An 18-year-old man was admitted to our hospital with proteinuria. His height was 176.5 cm, weight was 126 kg, and body mass index was 40 kg/m. A liver tumor was incidentally found on abdominal ultrasonography. Contrast-enhanced computed tomography and gadoxetic acid-enhanced magnetic resonance imaging revealed three hepatic tumors that were 68 mm, 16 mm, and 9 mm in segments 3/4, 8, and 1, respectively. A percutaneous needle biopsy of the largest tumor was performed, the diagnosis of unclassified type HCA was made, and laparoscopic partial liver resection was performed of all three. The postoperative course was uneventful, and the patient was discharged 12 days later. An immunohistochemical examination revealed positivity for serum amyloid A protein, no decrease in fatty acid-binding protein, and negativity for β-catenin, glutamine synthetase, and cytokeratin 7. Therefore, these tumors were diagnosed as inflammatory type HCAs.

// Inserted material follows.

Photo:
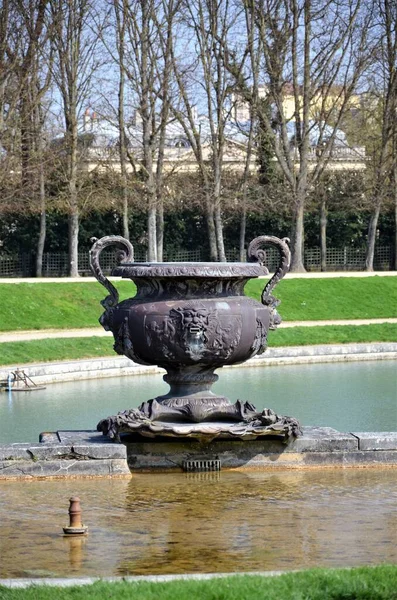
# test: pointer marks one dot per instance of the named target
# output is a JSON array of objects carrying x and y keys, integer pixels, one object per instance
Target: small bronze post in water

We reported an extremely rare case of multiple resected HCAs in a young, obese Japanese man. Our findings suggest that HCA should be considered in the differential diagnosis of liver tumor in obese patients. Further studies that consider clinical and molecular risk factors are required to establish individualized treatment plans for HCA in obese patients.
肝细胞腺瘤(HCA)是一种罕见的肝脏肿瘤,有破裂和恶变的可能。在此,我们报告一例通过手术切除治疗的多发性肝细胞腺瘤(HCA)病例。
一名18岁男性因蛋白尿入院。他身高176.5厘米,体重126千克,体重指数为40千克/平方米。腹部超声偶然发现肝脏肿瘤。对比增强计算机断层扫描和钆塞酸增强磁共振成像显示,分别在第3/4、8和1段有三个肝肿瘤,大小分别为68毫米、16毫米和9毫米。对最大的肿瘤进行了经皮穿刺活检,诊断为未分类型HCA,并对所有三个肿瘤进行了腹腔镜部分肝切除术。术后过程顺利,患者12天后出院。免疫组织化学检查显示血清淀粉样蛋白A呈阳性,脂肪酸结合蛋白无降低,β-连环蛋白、谷氨酰胺合成酶和细胞角蛋白7呈阴性。因此,这些肿瘤被诊断为炎症型HCA。
我们报告了一例极其罕见的年轻肥胖日本男性多发性切除HCA病例。我们的研究结果表明,肥胖患者肝脏肿瘤的鉴别诊断应考虑HCA。需要进一步考虑临床和分子危险因素的研究,以制定肥胖患者HCA的个体化治疗方案。